Our hybrid approach uses the template-based method to predict domains for proteins having homologous template structures in Protein Data Bank (PDB) (28), and the ab initio method based on neural networks (29) to predict domains for de novo proteins. It predicts protein domains in two steps. First, it uses the PSI-BLAST (30) to search the target sequence against NCBI Non-Redundant sequence database to construct a profile. The profile is used to search a template structure library built from the proteins in PDB to identify templates, similarly as PDB-BLAST approach (31). Second, if some significant templates are identified (e-value ⩽0.001), it generates a structure model for the target using Modeller (32) based on the template structures. Multiple significant templates are combined to improve model quality if available. Then it uses an accurate domain parsing tool PDP (33) to parse the model into domains. If the parsed domains do not cover the whole target sequence, DOMAC will assign uncovered regions to adjacent domains. If no significant homologous template is found, DOMAC will invoke the ab initio domain predictor DOMpro (29) to predict domains. DOMpro uses neural networks in conjunction with sequence profile, predicted secondary structure, and relative solvent accessibility to predict domain boundary. The secondary structure and relative solvent accessibility are predicted by SSpro (34) and ACCpro (35) in the SCRATCH suite (36). DOMpro tries to identify domain boundary positions based on the composition bias of sequence and structural features in domain linker regions. The preliminary implementation of DOMAC participated in CASP7 and was ranked first among 13 domain prediction servers. Since then, we have significantly speeded up the template identification process without sacrificing accuracy and added a module to update the template library weekly to incorporate the newly released proteins in PDB.

RESULTS

Here we firstly describe the performance of the preliminary implementation of DOMAC in CASP7 (under server name: FOLDpro). We compare it with 12 other server predictors in CASP7 using two evaluation metrics: CASP evaluation metric (37) and domain number accuracy. CASP metric (NDO: normalized domain overlap score) is to compute the overlapping score of domains without explicitly checking domain number and domain boundary (37). It computes the numbers of correctly and wrongly overlapped residues between true domains and predicted domains, respectively. It summarizes the numbers of the overlapping residues into a single score to evaluate domain prediction.
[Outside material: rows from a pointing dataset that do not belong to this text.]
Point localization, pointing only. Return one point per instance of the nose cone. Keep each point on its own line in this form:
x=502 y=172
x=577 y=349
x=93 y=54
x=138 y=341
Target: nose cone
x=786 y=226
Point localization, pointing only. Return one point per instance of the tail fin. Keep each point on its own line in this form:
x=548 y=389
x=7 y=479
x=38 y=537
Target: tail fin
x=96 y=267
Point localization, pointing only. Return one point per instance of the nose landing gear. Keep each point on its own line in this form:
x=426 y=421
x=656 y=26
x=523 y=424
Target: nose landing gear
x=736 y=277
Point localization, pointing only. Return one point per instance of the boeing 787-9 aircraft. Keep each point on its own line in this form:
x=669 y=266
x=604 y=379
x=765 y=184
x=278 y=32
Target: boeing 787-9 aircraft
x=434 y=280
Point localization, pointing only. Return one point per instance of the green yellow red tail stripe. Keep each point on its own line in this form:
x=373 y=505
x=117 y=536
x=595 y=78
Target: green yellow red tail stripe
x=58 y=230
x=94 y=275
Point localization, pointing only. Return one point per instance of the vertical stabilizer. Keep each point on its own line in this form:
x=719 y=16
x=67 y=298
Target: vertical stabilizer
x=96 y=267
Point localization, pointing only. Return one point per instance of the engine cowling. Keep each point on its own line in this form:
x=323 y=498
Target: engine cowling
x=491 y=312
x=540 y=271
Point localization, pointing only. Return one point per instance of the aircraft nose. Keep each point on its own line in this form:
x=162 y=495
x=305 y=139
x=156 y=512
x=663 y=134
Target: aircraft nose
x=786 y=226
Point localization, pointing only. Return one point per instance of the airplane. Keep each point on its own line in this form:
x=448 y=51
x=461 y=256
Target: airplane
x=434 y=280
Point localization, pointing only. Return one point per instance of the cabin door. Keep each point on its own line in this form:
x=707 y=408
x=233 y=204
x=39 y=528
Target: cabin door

The best score for a target is 1 and the worst score is 0. The domain number accuracy is defined as the percentage of targets with correct domain number predictions. Table 1 reports the performance of 13 servers on 95 targets in CASP 7. The CASP score is the average domain overlap score across all predicted targets. The domain number accuracy is computed by comparing the domain number predictions with the official domain definitions released by CASP7. In terms of the two evaluation metrics, the preliminary implementation of DOMAC (FOLDpro) yielded the best performance.

Table 1.

The performance of 13 domain prediction servers in CASP7

Method	Target Num	Domain Num Acc. (%)	CASP7 Score
FOLDpro (DOMAC)	95	93.7	0.963
Baker-RosettaDom (23)	94	86.2	0.940
Ma-OPUS-DOM	94	87.2	0.933
ROBETTA-GINZU (23)	94	84.0	0.932
DomSSEA (7)	94	78.7	0.910
HHpred3 (38)	95	75.8	0.910
Meta-DP (24)	95	74.7	0.907
HHpred1 (38)	93	75.3	0.902
DomFOLD	95	75.8	0.898
DPS(13)	93	75.3	0.889
Chop (22)	83	56.6	0.827
Distill (39)	95	70.5	0.819
NN_PUT-Lab	92	58.7	0.795

The second column (target num) lists the number of targets for which a predictor made predictions.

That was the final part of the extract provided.